Review

„Born to Fight“ erweist sich als durchschnittliches Rothrock-Vehikel, das seine dünne Story nicht hinter den Fights verstecken kann.
In Hongkong stellen ein paar Finsterlinge jede Menge Falschgeld her, welches auch in die USA rüberschwappt, weshalb man dem Fälschertreiben Einhalt gebieten will. Die Truppe der Bösen wird bei der Einsatzbesprechung des FBI kurz dem Zuschauer vorgestellt und enthält alle obligatorischen Charaktere: Den reichen Obermotz, die Chefin des Tarnunternehmens sowie eine Horde besonders begabter Prügelknaben in gehobener Position – nichts neues also für den Actionfan.
Das Tarnunternehmen ist in diesem Falle eine Zeitung, in die man die Agentin Cindy (Cynthia Rothrock) als Reporterin einschleust, damit sie Beweise sammelt. Daher rührt dann auch der internationale Vermarktungstitel „Lady Reporter“. Dem Titel entsprechend spielt das Zeitungsgeschäft dann auch im weiteren Verlauf eine wichtige Rolle, obwohl Frau Rothrocks verdeckte Ermittlungen schnell vorbei sind.

Cindy erregt nämlich bei einer Durchsuchung der Druckerei großes Aufsehen und muss erst mal einer Horde angreifender Schmutzfinken auf die Dromsel hauen, um zu entkommen. Doch das hält sie nicht vom weiteren Ermitteln ab, auch wenn das die Hongkonger Polizei gar nicht gern sieht, da in ihren Augen das FBI nichts in Hongkong verloren hat...
Die Story von „Born to Fight“ gewinnt keine Blumentöpfe für Originalität. Fast alle Elemente sind hinlänglich bekannt (und das nicht nur dem hartgesottenen Genrefan), so dass nur wenig Spannung aufkommt. Auch diverse Wendungen überraschen nur mäßig, auch wenn die Geschichte immerhin ein hohes Tempo vorlegt. Auch die meisten Subplots tragen nur wenig zur eigentlichen Handlung bei und sind nur schmückendes Beiwerk.
Auch die Komik des Films ist doch eher auf plumpem Asia-Niveau und macht den Film nicht wirklich interessanter. Viele der Gags sind einfach ziemlich doof und animieren nicht gerade zum Lachen (z.B. die Elektroschocks oder das Verhalten des Vaters nach den Drogen), aber immerhin ein paar nette Gags (z.B. das mit dem Verrückten, der sich für einen Sittenpolizisten hält) kann der Film dennoch vorweisen.

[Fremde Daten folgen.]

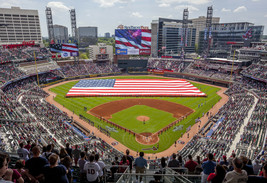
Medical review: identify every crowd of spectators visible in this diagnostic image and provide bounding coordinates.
[147,58,189,72]
[184,60,239,81]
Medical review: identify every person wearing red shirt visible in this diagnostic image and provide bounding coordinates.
[184,154,198,173]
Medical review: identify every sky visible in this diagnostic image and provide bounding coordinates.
[0,0,267,37]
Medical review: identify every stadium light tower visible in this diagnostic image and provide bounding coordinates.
[70,9,78,41]
[45,7,54,42]
[181,8,189,60]
[204,6,213,57]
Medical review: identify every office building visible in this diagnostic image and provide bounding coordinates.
[105,32,110,38]
[199,22,264,56]
[190,16,220,43]
[89,43,113,63]
[53,25,69,44]
[77,27,98,48]
[151,18,196,57]
[0,7,42,44]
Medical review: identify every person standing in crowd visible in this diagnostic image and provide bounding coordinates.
[78,152,86,182]
[24,140,31,151]
[184,154,197,174]
[207,165,226,183]
[42,144,52,160]
[223,158,248,183]
[61,156,73,183]
[65,143,72,158]
[248,163,267,183]
[25,146,48,182]
[59,147,69,161]
[43,154,69,183]
[134,152,147,182]
[168,153,180,171]
[17,142,30,161]
[201,153,216,183]
[0,154,12,183]
[119,155,130,173]
[72,145,81,166]
[126,149,134,173]
[84,155,101,183]
[95,154,106,182]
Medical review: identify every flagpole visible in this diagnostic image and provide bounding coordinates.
[33,51,40,86]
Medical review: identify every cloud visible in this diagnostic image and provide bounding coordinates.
[94,0,135,8]
[156,0,212,7]
[159,3,170,8]
[47,1,70,11]
[221,8,231,12]
[131,12,143,18]
[174,5,199,12]
[234,6,247,13]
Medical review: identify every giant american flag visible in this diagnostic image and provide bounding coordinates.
[66,79,206,97]
[115,29,151,49]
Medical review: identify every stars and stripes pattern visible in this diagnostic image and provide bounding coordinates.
[50,43,79,53]
[66,79,206,97]
[115,29,151,49]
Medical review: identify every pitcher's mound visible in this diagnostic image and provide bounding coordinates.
[136,116,150,121]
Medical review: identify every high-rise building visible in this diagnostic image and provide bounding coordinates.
[151,18,196,56]
[199,22,264,56]
[105,32,110,38]
[190,16,220,43]
[53,25,69,44]
[77,27,98,48]
[0,7,42,43]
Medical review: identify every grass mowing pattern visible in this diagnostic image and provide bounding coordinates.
[50,76,221,153]
[110,105,176,133]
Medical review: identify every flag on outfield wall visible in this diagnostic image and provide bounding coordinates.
[50,43,79,53]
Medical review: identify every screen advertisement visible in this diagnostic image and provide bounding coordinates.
[115,29,151,55]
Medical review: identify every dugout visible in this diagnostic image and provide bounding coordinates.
[118,59,148,73]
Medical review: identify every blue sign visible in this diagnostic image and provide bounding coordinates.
[116,49,127,55]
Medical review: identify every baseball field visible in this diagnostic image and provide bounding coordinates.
[50,76,221,153]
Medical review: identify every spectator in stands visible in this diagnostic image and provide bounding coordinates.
[65,143,72,158]
[95,154,106,182]
[201,153,216,183]
[240,156,254,175]
[72,145,81,166]
[119,155,130,173]
[159,157,167,174]
[17,142,30,161]
[42,144,53,160]
[25,146,48,182]
[59,147,69,161]
[84,155,101,183]
[44,154,69,183]
[15,160,30,182]
[223,158,248,183]
[168,153,180,171]
[220,155,229,166]
[0,154,12,183]
[184,154,197,174]
[78,152,86,182]
[110,156,120,180]
[126,149,134,172]
[134,152,147,182]
[252,157,261,175]
[24,140,31,151]
[61,156,73,183]
[248,163,267,183]
[207,165,226,183]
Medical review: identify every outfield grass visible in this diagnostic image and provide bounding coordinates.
[50,76,221,153]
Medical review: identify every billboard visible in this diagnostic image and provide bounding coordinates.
[115,29,151,55]
[50,43,79,57]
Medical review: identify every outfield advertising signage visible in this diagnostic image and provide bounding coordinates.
[115,29,151,55]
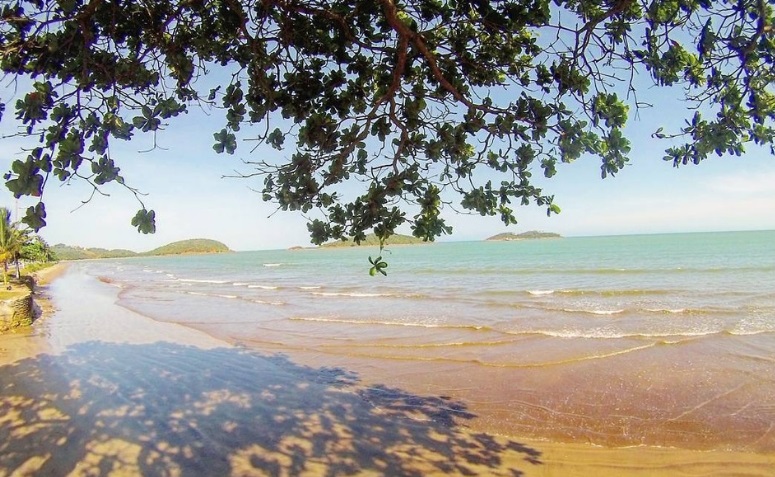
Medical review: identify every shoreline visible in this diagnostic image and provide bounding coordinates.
[0,264,775,477]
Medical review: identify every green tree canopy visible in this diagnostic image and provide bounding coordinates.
[0,0,775,243]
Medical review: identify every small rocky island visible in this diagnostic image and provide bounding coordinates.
[485,230,562,242]
[52,239,231,260]
[321,234,428,248]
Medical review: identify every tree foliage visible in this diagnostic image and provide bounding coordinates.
[0,0,775,243]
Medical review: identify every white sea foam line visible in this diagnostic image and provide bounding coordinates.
[510,330,722,344]
[288,317,485,330]
[179,278,228,285]
[313,292,393,298]
[562,308,624,315]
[251,300,285,306]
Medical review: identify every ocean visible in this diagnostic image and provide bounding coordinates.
[74,231,775,452]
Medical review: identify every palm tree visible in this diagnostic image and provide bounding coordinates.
[0,207,27,287]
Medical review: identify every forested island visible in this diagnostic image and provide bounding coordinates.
[485,230,562,242]
[321,234,428,248]
[52,239,231,260]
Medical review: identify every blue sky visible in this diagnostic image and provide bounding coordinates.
[0,74,775,251]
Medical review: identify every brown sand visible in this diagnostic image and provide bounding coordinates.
[0,269,775,477]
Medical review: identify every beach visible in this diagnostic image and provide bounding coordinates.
[0,267,775,476]
[0,242,775,476]
[0,232,775,476]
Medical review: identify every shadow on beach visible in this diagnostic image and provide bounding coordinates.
[0,342,541,476]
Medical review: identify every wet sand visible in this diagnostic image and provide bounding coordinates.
[0,269,775,476]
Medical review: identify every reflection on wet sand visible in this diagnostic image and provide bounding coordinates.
[0,342,541,476]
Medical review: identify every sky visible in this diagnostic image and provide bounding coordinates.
[0,72,775,251]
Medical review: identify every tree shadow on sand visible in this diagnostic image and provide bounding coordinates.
[0,342,541,476]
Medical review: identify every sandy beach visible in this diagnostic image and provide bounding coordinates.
[0,267,775,477]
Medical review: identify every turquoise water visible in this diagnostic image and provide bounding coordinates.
[80,231,775,451]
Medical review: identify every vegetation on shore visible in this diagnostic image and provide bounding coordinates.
[321,234,428,248]
[53,239,231,260]
[485,230,562,242]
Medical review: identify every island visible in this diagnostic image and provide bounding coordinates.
[485,230,562,242]
[52,239,231,260]
[321,234,428,248]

Doch alles ist bei „Born to Fight“ nicht verloren, denn die Actionszenen, die an sich ausschließlich Martial Arts mit ein ganz paar Stunts bieten, sind wirklich sehr temporeich und können sich sehen lassen. Leider kann ihre Menge nur bedingt die schwache Story aufwiegen, denn es gibt an sich nur drei wirklich ausgiebige Kampfszenen: Gerüstfight, Kämpfe in der Fabrik und den Showdown, wobei letzterer dafür, dass er eigentlich der Höhepunkt des Films sein sollte, doch recht kurz ausfällt. Aber dafür sind die Kämpfe in der Fabrik zur Halbzeit des Films echte Highlights und sicherlich die besten Actionszenen von „Born to Fight“.
Cynthia Rothrock spielt hier bestenfalls durchschnittlich und kann dabei nur wenige Zuschauersympathien auf sich ziehen. Auch die asiatischen Nebendarsteller sind alles andere als eine Offenbarung, spielen aber immerhin alle Mann ganz solide.

08/15-Story und schwache Komik stehen spektakulären Fights gegenüber: „Born to Fight“ ist alles in allem Durchschnitts-Action für den Genrefan.